Minitab® – Simple Linear Regression
We previously created a scatterplot of quiz averages and final exam scores and observed a linear relationship. Here, we will use quiz scores to predict final exam scores.
- Open the Minitab file: Exam.mwx (or Exam.csv)
- Select Stat > Regression > Regression > Fit Regression Model...

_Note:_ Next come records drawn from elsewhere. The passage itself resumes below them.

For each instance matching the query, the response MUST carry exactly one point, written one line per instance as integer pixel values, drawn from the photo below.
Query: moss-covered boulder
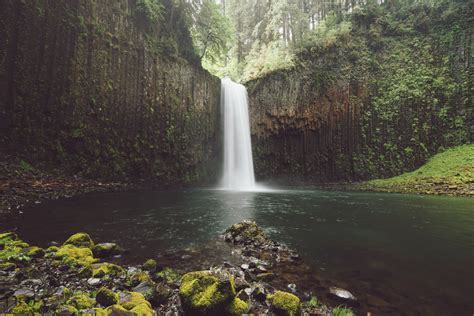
(21, 308)
(237, 307)
(7, 237)
(66, 310)
(80, 240)
(204, 292)
(73, 255)
(106, 297)
(284, 303)
(7, 266)
(81, 301)
(101, 270)
(36, 252)
(168, 275)
(131, 300)
(118, 310)
(150, 265)
(139, 277)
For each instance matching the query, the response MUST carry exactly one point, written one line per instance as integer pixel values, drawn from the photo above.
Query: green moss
(14, 251)
(168, 275)
(103, 269)
(150, 265)
(130, 300)
(67, 310)
(73, 255)
(21, 308)
(106, 297)
(237, 307)
(7, 266)
(139, 277)
(7, 237)
(116, 310)
(204, 292)
(81, 240)
(52, 249)
(450, 170)
(342, 311)
(81, 301)
(35, 252)
(284, 303)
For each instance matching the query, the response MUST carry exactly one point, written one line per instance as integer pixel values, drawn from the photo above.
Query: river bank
(79, 276)
(22, 184)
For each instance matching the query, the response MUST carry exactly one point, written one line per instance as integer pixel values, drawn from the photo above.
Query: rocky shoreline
(78, 277)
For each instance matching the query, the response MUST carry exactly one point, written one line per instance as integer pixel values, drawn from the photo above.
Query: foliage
(151, 10)
(211, 31)
(449, 169)
(342, 311)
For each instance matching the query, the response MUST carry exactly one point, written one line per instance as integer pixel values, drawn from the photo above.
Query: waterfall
(238, 162)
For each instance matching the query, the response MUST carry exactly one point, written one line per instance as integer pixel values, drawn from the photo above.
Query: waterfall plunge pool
(397, 253)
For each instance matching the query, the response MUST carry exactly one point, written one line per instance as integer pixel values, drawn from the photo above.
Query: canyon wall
(375, 102)
(99, 89)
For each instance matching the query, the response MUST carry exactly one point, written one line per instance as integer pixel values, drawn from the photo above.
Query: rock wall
(358, 107)
(88, 86)
(300, 131)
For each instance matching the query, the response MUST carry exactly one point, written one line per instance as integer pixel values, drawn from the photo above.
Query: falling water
(238, 163)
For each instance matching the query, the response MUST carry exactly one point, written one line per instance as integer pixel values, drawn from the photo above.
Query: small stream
(399, 254)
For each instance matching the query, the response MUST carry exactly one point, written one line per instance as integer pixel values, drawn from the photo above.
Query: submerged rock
(106, 297)
(105, 250)
(284, 303)
(204, 292)
(81, 240)
(341, 293)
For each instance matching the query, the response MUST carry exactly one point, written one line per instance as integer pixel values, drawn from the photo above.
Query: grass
(450, 172)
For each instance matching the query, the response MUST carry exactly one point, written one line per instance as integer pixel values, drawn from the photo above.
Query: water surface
(399, 254)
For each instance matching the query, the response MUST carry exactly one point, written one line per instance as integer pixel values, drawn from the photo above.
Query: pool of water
(399, 254)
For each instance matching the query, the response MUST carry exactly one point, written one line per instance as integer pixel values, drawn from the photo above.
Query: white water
(238, 171)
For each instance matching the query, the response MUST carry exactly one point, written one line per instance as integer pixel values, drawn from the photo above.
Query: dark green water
(397, 253)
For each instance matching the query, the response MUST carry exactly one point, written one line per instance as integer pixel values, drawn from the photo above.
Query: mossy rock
(107, 269)
(168, 275)
(139, 277)
(14, 251)
(106, 297)
(150, 265)
(66, 310)
(237, 307)
(117, 310)
(81, 301)
(73, 255)
(21, 308)
(7, 237)
(284, 303)
(203, 292)
(130, 300)
(52, 249)
(7, 266)
(36, 252)
(80, 240)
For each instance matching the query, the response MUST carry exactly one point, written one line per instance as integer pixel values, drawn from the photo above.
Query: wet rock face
(301, 131)
(95, 94)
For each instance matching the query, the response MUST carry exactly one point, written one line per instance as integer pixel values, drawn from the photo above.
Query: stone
(150, 265)
(284, 303)
(80, 240)
(204, 292)
(105, 250)
(341, 293)
(106, 297)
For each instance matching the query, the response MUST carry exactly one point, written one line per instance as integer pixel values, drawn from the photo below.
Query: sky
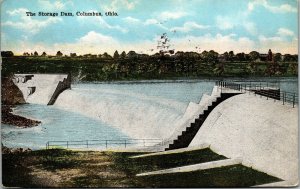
(191, 25)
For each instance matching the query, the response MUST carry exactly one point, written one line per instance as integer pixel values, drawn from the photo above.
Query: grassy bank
(99, 69)
(64, 168)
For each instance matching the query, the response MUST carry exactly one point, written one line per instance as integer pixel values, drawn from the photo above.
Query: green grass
(65, 168)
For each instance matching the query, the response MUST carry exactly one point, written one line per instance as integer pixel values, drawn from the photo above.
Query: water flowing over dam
(42, 88)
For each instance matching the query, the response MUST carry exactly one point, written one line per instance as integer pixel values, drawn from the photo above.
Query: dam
(42, 88)
(248, 127)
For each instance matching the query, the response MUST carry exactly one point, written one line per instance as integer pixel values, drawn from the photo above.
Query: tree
(132, 54)
(123, 55)
(277, 57)
(231, 56)
(59, 53)
(7, 53)
(254, 55)
(106, 56)
(226, 56)
(116, 55)
(240, 56)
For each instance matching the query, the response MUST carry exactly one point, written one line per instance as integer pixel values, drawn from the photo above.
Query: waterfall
(137, 115)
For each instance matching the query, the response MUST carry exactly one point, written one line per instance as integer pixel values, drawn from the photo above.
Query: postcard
(139, 93)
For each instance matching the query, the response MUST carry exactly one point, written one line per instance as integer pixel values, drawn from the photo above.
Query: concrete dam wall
(263, 133)
(42, 88)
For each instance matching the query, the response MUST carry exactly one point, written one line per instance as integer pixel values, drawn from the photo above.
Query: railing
(104, 143)
(269, 90)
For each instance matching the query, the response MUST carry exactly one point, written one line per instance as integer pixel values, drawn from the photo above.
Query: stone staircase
(186, 136)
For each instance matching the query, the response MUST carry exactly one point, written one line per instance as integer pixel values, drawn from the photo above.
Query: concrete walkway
(262, 132)
(195, 167)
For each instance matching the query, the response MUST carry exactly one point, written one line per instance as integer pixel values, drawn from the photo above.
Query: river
(115, 110)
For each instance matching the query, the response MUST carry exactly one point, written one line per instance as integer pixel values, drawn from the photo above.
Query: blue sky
(220, 25)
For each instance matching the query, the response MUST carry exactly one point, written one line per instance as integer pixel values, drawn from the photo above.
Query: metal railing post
(293, 100)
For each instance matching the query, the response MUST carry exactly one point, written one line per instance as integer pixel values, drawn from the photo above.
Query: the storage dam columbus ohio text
(78, 13)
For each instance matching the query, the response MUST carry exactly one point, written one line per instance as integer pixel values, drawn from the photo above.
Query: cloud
(241, 19)
(131, 20)
(155, 22)
(284, 8)
(278, 44)
(219, 43)
(250, 27)
(100, 22)
(54, 6)
(116, 5)
(172, 15)
(27, 23)
(96, 43)
(151, 21)
(225, 22)
(285, 32)
(189, 26)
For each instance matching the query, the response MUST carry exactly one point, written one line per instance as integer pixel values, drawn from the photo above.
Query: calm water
(117, 110)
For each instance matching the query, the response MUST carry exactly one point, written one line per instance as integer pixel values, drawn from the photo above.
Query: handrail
(105, 142)
(263, 90)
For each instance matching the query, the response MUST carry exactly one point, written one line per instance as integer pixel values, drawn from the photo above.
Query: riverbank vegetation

- Double click Final in the box on the left to insert it into the Responses (Y) box on the right
- Double click Quiz_Average in the box on the left to insert it into the Continuous Predictors (X) box on the right
- Click OK
This should result in the following output:
Regression Equation
Final = 12.1 + 0.751 Quiz_Average
Coefficients
Term | Coef | SE Coef | T-Value | P-Value | VIF |
---|---|---|---|---|---|
Constant | 12.1 | 11.9 | 1.01 | 0.3153 | |
Quiz_Average | 0.751 | 0.141 | 5.31 | 0.000 | 1.00 |
Model Summary
S | R-sq | R-sq(adj) | R-sq(pred) |
---|---|---|---|
9.71152 | 37.04% | 35.73% | 29.82% |
Analysis of Variance
Source | DF | Adj SS | Adj MS | F-Value | P-Value |
---|---|---|---|---|---|
Regression | 1 | 2664 | 2663.66 | 28.24 | 0.000 |
Quiz_Average | 1 | 2664 | 2663.66 | 28.24 | 0.000 |
Error | 48 | 4527 | 94.31 | ||
Total | 49 | 7191 |
Fits and Diagnostics for Unusual Observations
Obs | Final | Fit | Resid | Std Resid | |
---|---|---|---|---|---|
11 | 49.00 | 70.50 | -21.50 | -2.25 | R |
40 | 80.00 | 61.22 | 18.78 | 2.03 | R |
47 | 37.00 | 59.51 | -22.51 | -2.46 | R |
R Large residual
Interpretation
In the output in the above example we are given a simple linear regression model of Final = 12.1 + 0.751 Quiz_Average
This means that the y-intercept is 12.1 and the slope is 0.751.